Dear OCaml community,
For pedagogical purposes, I would like to try to modify a local version of the ocaml/ocaml source code, and change the parser so that the final
ocaml (and hopefully
ocamlopt) commands accept to read OCaml code where (some of) the keywords are translated in French. (Let’s just focus at French for the example, as it would easily be generalized to other latin-based languages).
For instance, I would like to be able to read, execute and compile a tiny program like this:
soit récursive factorielle (n : entier) =
filtrer n avec
| n quand n < 0 -> échoueavec "Erreur : n doit être >= 0 pour factorielle."
| 0 -> 1
| n -> n * (factorielle (n-1))
Accents are not important, if it’s hard to have them, I’ll settle down with no accents. Compare to the real (English) version:
let rec fact (n : int) =
match n with
| n when n < 0 -> failwith "Error: n has to be >= 0 for fact."
| 0 -> 1
| n -> n * (fact (n-1))
I read the parsing Hacking guide, but don’t really understand what should be modified and where. I want the parser to accept both English (real) and French (new) versions of the keywords, as I don’t want to translate anything from the codebase, I just this new parser to accept tiny files where all key-words are in French.
My main question is to know which file to modify in the parsing/ folder, and how to accept two versions of a keyword and map both to the same
From what I see in the guide, I should update
parser.mly, but my old memories from mly/mll files tell me that a
%token LET "let"
%token LET "soit"
will complain that
LET token is not unique…
Thanks in advance!
You can modify
parsing/lexer.mll returning the same token (eg
LET) for both versions of the keyword. You should be able to use latin-1 accents.
You could look at the source files of this april fools’ version of Chamelle numéro 5.
Another point if you ever want to have a localized version of warnings and error messages, I could refresh my internationalization patch.
Thanks for pointing out Chamelle, it seems to be exactly what I am aiming at.

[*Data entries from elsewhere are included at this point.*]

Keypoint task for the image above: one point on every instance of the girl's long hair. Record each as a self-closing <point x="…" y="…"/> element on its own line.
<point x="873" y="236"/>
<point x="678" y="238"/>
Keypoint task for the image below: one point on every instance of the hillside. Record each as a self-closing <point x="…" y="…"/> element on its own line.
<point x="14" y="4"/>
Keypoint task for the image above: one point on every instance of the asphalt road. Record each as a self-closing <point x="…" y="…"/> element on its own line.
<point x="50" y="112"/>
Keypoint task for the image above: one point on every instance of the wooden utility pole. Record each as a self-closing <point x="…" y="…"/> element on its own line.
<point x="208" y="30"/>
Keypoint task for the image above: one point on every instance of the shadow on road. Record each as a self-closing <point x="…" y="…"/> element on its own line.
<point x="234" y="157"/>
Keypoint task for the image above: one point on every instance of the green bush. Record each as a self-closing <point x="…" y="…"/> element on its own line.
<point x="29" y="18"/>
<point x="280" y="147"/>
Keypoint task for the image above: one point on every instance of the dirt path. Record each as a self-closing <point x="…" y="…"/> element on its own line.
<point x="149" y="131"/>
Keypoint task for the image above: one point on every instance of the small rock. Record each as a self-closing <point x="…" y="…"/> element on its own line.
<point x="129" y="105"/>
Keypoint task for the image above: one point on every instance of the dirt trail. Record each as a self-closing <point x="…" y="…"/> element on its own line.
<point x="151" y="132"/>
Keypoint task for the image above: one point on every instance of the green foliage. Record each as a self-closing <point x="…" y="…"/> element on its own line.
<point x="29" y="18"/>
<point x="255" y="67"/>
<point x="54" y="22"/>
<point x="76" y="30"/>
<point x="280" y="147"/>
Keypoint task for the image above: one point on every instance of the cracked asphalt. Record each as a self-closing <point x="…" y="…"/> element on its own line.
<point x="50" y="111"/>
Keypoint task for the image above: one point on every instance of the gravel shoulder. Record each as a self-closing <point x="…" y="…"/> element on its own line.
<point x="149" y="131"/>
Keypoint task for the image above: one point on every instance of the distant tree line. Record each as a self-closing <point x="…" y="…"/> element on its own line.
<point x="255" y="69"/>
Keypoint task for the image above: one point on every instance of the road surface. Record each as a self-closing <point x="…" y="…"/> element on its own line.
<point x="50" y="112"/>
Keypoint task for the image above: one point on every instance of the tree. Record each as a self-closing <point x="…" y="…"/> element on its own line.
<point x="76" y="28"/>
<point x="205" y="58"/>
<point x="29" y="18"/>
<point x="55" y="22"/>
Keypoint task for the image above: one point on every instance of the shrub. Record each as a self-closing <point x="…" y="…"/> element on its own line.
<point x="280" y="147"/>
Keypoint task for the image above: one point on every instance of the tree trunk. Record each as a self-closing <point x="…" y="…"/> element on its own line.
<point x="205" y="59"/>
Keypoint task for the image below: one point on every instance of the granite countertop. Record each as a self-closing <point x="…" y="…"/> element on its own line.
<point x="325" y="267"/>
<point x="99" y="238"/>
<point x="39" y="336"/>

I’ve failed to build it a few times, I guess it’s not easy to use it…
Thanks @nojb, I was indeed able to obtain everything I wanted, by just modifying
parser/lexer.mll. It was easier than I was afraid of!
Of course some small French keywords were used in a few places in the ocaml/*.ml files as variables names, but a simple rename worked (e.g.,
and in French) can be renamed
I have published my fork on my GitHub profile, honestly it’s more for a personal use than anything else, but well it’s there: https://github.com/Naereen/ocaml-mots-cles-en-francais. A full documentation of what I did and why is included, but only in French.
Thanks for your quick reply, that was an interesting tiny experiment!
Sorry @octachron, I don’t plan on spending more time on this.
If I remember correctly, ç supports OCaml (with Rust and C/C++) and it does exactly what you want.
For reference, the OCaml translation table for ç is here:
Thanks a lot to both of you for mentioning ç, it’s a very interesting project. Tiny but efficient and it does the job for C, OCaml and Rust!
It’s perfect for the C language (which I wanted to target tomorrow for a similar experiment), and quite good the OCaml language.
It seems that their choice of localized keywords is not prefix and the translator program does only one pass of transformation, so it misses a keyword (and it’s not a corner case, it misses the
do keyword!). I’ll try to fix it on my own before reaching to the developers of ç.
I’m a bit late to the party but I had the same idea a while ago. To handle accents, I decided to remove support for ISO encoding.